For the runners, I elected to go with the Docker-based setup. Forgejo has pretty straightforward instructions for setting them up using Docker Compose, and I changed it a bit so that I could have two runners running on the same host.
Setting up the runners took multiple attempts. The first attempts failed when Forgejo couldn’t locate any runners for an organisation to use. I’m not entirely sure why this was, as the runners were active and were properly registered with the Forgejo instance. It could be magical thinking, but my guess is that it was because I didn’t register the runners with an instance URL that ended with a slash. It seems like it’s possible to register runners that are only available to certain organisations or users. Might be that there’s some bit of code deep within Forgejo that’s expecting a slash to make the runners available to everyone? Not sure. In either case, after registering the runners with the trailing slash, the organisations started to recognise them.
The other error was seeing runs fail with the error message cannot find: node in PATH
. This resolved itself after I changed the run-on
label within the action YAML file itself from linux
to docker
. I wasn’t expecting this to be an issue — I though the run-on
field was used to select a runner based on their published labels, and that docker
was just one such label. The Forgejo documentation was not super clear on this, but I got the sense that the docker
label was special in some way. I don’t know. But whatever, I can use docker
in my workflows.
Once these battles were won, the runners were ready, and I was able to build and test a Go package successfully.
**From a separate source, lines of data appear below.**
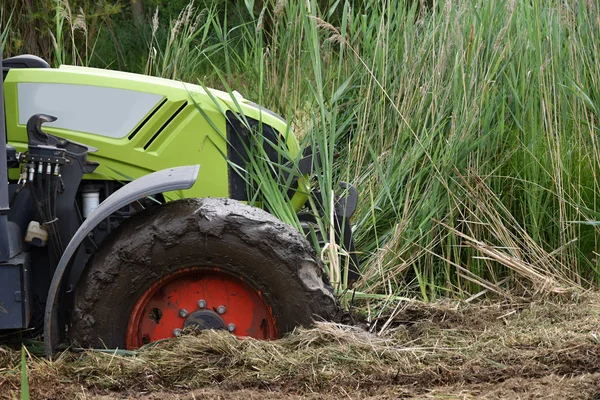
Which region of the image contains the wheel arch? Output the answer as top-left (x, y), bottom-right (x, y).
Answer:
top-left (44, 165), bottom-right (200, 357)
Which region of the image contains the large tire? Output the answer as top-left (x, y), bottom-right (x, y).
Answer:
top-left (69, 199), bottom-right (339, 348)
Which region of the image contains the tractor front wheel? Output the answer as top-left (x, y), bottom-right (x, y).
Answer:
top-left (69, 199), bottom-right (338, 349)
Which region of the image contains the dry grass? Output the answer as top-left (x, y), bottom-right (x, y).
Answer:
top-left (0, 294), bottom-right (600, 399)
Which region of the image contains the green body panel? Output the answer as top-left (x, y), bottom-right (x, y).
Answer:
top-left (4, 66), bottom-right (306, 209)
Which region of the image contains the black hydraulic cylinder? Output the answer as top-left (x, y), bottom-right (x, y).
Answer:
top-left (0, 46), bottom-right (11, 262)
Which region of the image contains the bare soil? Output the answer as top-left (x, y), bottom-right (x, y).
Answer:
top-left (0, 293), bottom-right (600, 400)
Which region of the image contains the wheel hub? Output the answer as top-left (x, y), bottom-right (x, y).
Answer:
top-left (126, 268), bottom-right (279, 349)
top-left (183, 310), bottom-right (225, 330)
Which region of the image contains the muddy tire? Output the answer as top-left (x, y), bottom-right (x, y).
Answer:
top-left (69, 199), bottom-right (339, 348)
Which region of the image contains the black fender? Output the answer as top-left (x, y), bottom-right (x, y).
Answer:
top-left (44, 165), bottom-right (200, 357)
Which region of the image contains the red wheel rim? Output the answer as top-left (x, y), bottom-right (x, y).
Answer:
top-left (126, 268), bottom-right (279, 349)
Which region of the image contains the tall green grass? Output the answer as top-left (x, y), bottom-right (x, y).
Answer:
top-left (38, 0), bottom-right (600, 299)
top-left (207, 0), bottom-right (600, 299)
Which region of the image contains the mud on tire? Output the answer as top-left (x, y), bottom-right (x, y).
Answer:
top-left (69, 199), bottom-right (339, 348)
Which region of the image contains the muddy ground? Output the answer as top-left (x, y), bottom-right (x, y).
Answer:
top-left (0, 293), bottom-right (600, 400)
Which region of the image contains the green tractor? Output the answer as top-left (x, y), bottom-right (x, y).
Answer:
top-left (0, 55), bottom-right (357, 355)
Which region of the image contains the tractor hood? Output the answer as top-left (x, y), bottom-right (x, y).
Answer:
top-left (4, 66), bottom-right (306, 207)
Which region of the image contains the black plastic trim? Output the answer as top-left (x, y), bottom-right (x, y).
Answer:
top-left (144, 100), bottom-right (188, 150)
top-left (128, 97), bottom-right (167, 140)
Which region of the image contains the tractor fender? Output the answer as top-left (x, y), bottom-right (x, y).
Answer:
top-left (44, 165), bottom-right (200, 357)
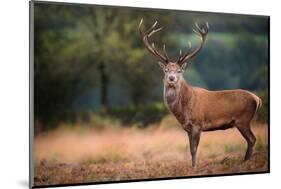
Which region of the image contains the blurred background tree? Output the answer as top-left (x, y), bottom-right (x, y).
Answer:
top-left (34, 2), bottom-right (269, 129)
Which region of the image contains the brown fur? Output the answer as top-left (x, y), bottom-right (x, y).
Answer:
top-left (164, 63), bottom-right (261, 166)
top-left (139, 19), bottom-right (261, 166)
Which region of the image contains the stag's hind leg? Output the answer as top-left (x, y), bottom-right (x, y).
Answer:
top-left (188, 128), bottom-right (201, 167)
top-left (237, 124), bottom-right (256, 161)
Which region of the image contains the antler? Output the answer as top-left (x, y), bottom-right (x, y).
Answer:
top-left (139, 19), bottom-right (169, 64)
top-left (177, 22), bottom-right (209, 65)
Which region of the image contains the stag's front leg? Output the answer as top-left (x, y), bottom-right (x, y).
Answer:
top-left (188, 127), bottom-right (201, 167)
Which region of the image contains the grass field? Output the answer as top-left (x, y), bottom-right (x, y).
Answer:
top-left (34, 117), bottom-right (268, 186)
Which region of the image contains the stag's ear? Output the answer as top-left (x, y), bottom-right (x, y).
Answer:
top-left (181, 62), bottom-right (188, 70)
top-left (158, 61), bottom-right (166, 70)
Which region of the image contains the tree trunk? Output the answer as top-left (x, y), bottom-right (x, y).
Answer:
top-left (98, 63), bottom-right (109, 107)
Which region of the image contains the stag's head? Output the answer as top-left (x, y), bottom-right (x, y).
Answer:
top-left (139, 19), bottom-right (209, 85)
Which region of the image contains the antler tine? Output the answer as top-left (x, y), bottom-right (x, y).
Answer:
top-left (139, 19), bottom-right (169, 64)
top-left (177, 22), bottom-right (209, 65)
top-left (177, 49), bottom-right (182, 62)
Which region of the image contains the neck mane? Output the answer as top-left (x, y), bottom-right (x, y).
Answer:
top-left (164, 79), bottom-right (193, 123)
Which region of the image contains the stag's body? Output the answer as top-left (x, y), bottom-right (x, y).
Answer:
top-left (139, 21), bottom-right (261, 167)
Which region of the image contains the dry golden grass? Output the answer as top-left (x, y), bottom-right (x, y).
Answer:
top-left (34, 117), bottom-right (268, 186)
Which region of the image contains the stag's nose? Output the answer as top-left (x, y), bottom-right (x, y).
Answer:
top-left (169, 75), bottom-right (176, 81)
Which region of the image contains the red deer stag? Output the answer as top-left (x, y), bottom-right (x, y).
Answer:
top-left (139, 19), bottom-right (261, 167)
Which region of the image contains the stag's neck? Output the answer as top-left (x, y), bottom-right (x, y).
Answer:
top-left (164, 80), bottom-right (193, 123)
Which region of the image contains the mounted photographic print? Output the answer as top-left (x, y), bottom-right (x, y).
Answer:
top-left (30, 1), bottom-right (270, 188)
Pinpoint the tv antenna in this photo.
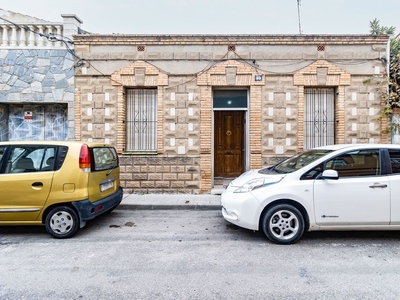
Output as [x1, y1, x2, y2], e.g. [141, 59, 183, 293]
[297, 0, 302, 34]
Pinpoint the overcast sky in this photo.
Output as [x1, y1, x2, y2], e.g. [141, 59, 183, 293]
[0, 0, 400, 34]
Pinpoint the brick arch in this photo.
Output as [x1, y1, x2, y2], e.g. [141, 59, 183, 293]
[111, 61, 168, 153]
[293, 60, 351, 151]
[197, 60, 265, 191]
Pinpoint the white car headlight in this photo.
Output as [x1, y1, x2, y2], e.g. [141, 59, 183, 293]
[234, 176, 283, 193]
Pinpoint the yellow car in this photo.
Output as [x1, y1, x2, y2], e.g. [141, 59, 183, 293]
[0, 141, 123, 238]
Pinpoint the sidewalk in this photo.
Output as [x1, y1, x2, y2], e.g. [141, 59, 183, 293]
[117, 194, 221, 210]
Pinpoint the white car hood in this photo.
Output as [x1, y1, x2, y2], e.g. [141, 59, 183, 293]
[230, 169, 286, 187]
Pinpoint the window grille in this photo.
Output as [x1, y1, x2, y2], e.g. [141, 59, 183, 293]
[228, 45, 236, 52]
[304, 89, 335, 149]
[126, 89, 157, 151]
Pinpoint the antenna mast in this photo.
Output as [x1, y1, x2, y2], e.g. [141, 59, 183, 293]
[297, 0, 301, 34]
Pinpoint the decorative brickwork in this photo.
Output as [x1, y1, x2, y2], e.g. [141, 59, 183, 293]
[74, 35, 388, 193]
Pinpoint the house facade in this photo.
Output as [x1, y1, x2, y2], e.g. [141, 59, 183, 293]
[0, 9, 82, 141]
[74, 34, 390, 193]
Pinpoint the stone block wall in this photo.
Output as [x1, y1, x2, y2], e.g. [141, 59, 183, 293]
[75, 35, 387, 193]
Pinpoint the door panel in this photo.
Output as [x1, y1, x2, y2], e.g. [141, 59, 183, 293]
[314, 176, 390, 226]
[214, 111, 244, 178]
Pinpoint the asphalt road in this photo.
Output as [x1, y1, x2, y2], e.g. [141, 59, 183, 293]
[0, 210, 400, 300]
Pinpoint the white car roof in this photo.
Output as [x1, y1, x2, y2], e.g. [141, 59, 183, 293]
[314, 144, 400, 151]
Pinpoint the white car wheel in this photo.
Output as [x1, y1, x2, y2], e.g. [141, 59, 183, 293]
[262, 204, 304, 244]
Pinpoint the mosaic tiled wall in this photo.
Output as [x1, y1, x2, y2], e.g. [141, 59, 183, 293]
[0, 49, 74, 140]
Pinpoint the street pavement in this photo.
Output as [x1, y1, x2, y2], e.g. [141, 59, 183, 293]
[117, 194, 221, 210]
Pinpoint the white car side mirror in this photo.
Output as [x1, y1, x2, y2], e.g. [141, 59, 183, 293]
[321, 170, 339, 180]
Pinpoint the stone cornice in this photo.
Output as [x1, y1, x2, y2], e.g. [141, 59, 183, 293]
[74, 34, 389, 45]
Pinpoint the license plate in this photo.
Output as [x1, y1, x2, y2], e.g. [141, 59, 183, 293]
[100, 181, 114, 192]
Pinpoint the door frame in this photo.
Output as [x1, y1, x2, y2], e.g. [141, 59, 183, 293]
[211, 88, 250, 187]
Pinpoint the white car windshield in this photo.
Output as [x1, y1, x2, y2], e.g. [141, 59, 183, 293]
[260, 149, 332, 174]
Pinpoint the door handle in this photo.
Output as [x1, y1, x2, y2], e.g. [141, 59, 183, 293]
[369, 183, 387, 189]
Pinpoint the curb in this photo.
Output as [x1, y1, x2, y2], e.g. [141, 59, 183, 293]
[115, 204, 221, 210]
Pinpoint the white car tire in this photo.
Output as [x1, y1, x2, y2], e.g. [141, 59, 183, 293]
[261, 204, 304, 244]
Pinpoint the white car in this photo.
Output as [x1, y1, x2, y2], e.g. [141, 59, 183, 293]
[221, 144, 400, 244]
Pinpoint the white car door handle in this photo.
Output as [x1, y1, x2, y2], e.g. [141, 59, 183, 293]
[369, 183, 387, 189]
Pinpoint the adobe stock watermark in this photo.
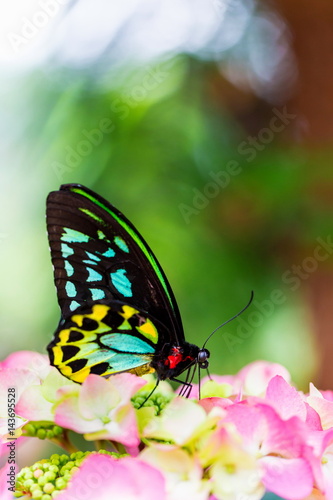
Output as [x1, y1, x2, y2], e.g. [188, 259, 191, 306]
[222, 235, 333, 354]
[7, 0, 71, 53]
[178, 106, 296, 224]
[51, 64, 172, 182]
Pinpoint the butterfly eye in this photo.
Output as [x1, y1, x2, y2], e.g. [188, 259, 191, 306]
[198, 349, 210, 369]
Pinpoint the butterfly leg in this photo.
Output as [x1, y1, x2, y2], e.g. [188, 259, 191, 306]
[138, 379, 160, 410]
[170, 378, 192, 398]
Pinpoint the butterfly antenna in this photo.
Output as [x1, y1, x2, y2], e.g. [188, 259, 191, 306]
[202, 290, 254, 349]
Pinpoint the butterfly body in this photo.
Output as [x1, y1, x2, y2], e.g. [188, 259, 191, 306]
[47, 184, 209, 383]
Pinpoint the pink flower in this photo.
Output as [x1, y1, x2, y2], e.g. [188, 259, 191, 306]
[306, 384, 333, 430]
[225, 402, 314, 500]
[191, 361, 290, 399]
[57, 453, 166, 500]
[16, 366, 77, 422]
[55, 373, 146, 447]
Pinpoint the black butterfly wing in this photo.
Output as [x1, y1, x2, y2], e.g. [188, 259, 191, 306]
[47, 184, 184, 344]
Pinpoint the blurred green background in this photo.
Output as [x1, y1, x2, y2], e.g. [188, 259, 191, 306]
[0, 0, 333, 390]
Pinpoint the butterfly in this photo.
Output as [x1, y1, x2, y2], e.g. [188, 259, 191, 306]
[46, 184, 209, 390]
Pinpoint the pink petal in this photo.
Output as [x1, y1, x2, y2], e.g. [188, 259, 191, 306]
[0, 351, 51, 379]
[16, 385, 54, 422]
[57, 453, 166, 500]
[260, 457, 313, 500]
[236, 361, 290, 396]
[265, 375, 307, 421]
[306, 395, 333, 429]
[305, 403, 323, 431]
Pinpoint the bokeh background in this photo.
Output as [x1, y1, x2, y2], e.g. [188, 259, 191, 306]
[0, 0, 333, 390]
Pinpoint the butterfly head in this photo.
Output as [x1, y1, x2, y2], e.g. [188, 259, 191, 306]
[152, 342, 210, 380]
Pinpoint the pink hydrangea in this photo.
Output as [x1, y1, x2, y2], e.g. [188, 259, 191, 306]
[0, 352, 333, 500]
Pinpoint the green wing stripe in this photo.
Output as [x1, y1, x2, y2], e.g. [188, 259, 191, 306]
[71, 187, 173, 309]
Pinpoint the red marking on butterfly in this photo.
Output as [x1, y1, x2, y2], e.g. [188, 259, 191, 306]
[164, 347, 194, 369]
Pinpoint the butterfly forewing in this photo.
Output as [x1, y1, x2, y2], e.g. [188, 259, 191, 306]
[47, 184, 184, 343]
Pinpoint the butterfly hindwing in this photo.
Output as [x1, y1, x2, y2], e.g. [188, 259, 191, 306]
[48, 302, 169, 382]
[47, 184, 184, 342]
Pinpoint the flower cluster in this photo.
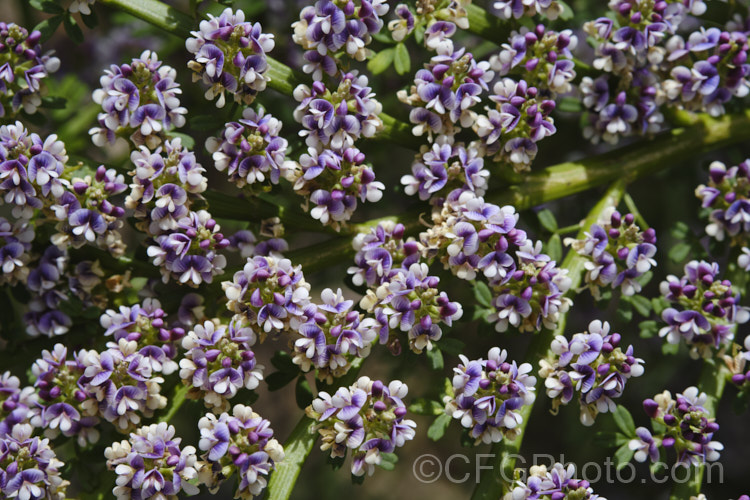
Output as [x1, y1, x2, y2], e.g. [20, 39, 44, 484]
[89, 50, 187, 149]
[24, 246, 106, 337]
[0, 424, 69, 500]
[398, 46, 494, 138]
[0, 217, 34, 285]
[198, 405, 284, 500]
[0, 22, 60, 119]
[565, 208, 656, 299]
[695, 160, 750, 243]
[539, 320, 644, 426]
[503, 462, 607, 500]
[0, 121, 67, 220]
[292, 288, 379, 383]
[580, 0, 750, 143]
[125, 138, 208, 236]
[629, 387, 724, 466]
[180, 320, 263, 411]
[31, 344, 99, 446]
[185, 8, 275, 108]
[77, 338, 169, 432]
[285, 71, 385, 228]
[148, 210, 229, 287]
[724, 335, 750, 387]
[348, 229, 463, 354]
[51, 165, 127, 257]
[444, 347, 536, 444]
[659, 260, 750, 357]
[294, 71, 383, 152]
[292, 0, 388, 80]
[661, 28, 750, 116]
[0, 372, 39, 438]
[401, 136, 490, 205]
[420, 191, 571, 332]
[492, 0, 563, 20]
[490, 24, 578, 96]
[206, 108, 288, 188]
[104, 422, 198, 499]
[474, 78, 557, 172]
[286, 147, 385, 230]
[222, 255, 310, 342]
[306, 377, 417, 476]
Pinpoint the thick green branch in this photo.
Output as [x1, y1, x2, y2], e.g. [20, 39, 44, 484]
[472, 180, 625, 500]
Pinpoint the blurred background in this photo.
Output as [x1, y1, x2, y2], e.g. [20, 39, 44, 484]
[0, 0, 750, 500]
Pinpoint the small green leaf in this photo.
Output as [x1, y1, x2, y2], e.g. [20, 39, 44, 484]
[266, 372, 297, 391]
[630, 295, 651, 317]
[536, 208, 557, 233]
[661, 342, 680, 356]
[638, 320, 659, 339]
[393, 43, 411, 75]
[63, 14, 83, 43]
[668, 242, 690, 262]
[427, 413, 451, 441]
[29, 0, 65, 14]
[474, 281, 492, 307]
[427, 347, 444, 370]
[294, 375, 313, 410]
[547, 234, 562, 262]
[34, 16, 63, 42]
[612, 405, 635, 437]
[367, 48, 396, 75]
[615, 443, 635, 470]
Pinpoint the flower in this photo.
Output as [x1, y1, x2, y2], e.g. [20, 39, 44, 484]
[89, 50, 187, 148]
[292, 0, 388, 77]
[206, 108, 288, 187]
[292, 288, 379, 384]
[0, 424, 69, 500]
[185, 7, 275, 108]
[180, 320, 264, 411]
[628, 387, 724, 466]
[0, 23, 60, 119]
[539, 320, 644, 426]
[659, 260, 750, 358]
[305, 377, 417, 476]
[443, 347, 536, 444]
[198, 405, 284, 499]
[565, 208, 656, 299]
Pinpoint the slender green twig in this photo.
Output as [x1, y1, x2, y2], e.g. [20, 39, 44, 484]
[471, 180, 625, 500]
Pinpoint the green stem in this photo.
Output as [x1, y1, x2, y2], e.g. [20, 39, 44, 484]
[669, 357, 729, 500]
[623, 193, 649, 230]
[471, 180, 625, 500]
[159, 383, 189, 422]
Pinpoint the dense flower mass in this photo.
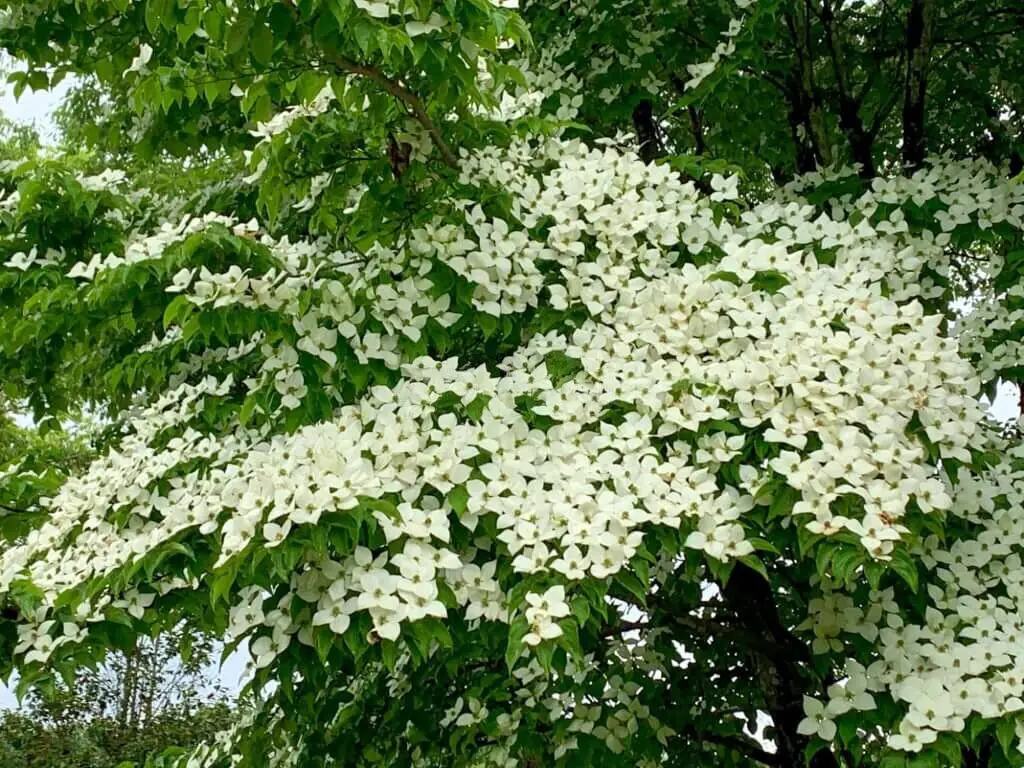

One last annoying thing is that Forgejo doesn’t enable runners by default for new repositories — I guess because they’re still considered an alpha release. I can live with that in the short term, or maybe there’s some configuration I can enable to always have them turned on. But in either case, I’ve now got two Linux runners working.
MacOS Runner And Repository Backup
The last piece of the puzzle was to setup a MacOS runner. This is for the occasional MacOS application I’d like to build, but it’s also to run the nightly repository backups. For this, I’m using a Mac Mini currently being used as a home server. This has an external hard drive connect, with online backups enabled, which makes it a perfect target for a local backup of Forgejo and all the repository data should the worse come to pass.
Forgejo does’t have an official release of a MacOS runner, but Gitea does, and I managed to download a MacOS build of act_runner and deploy it onto the Mac Mini. Registration and performing a quick test with the runner running in the foreground went smoothly. I then went through the process of setting it up as a MacOS launch agent. This was a pain, and it took me a couple of hours to get this working. I won’t go through every issue I encountered, mainly because I couldn’t remember half of them, but here’s a small breakdown of the big ones:
It took me most of Saturday morning, but in the end I managed to get this MacOS runner working properly. I’ve not done anything MacOS-specific yet, so I suspect I may have some XCode related stuff to do, but the backup job is running now and I can see it write stuff to the external hard drive.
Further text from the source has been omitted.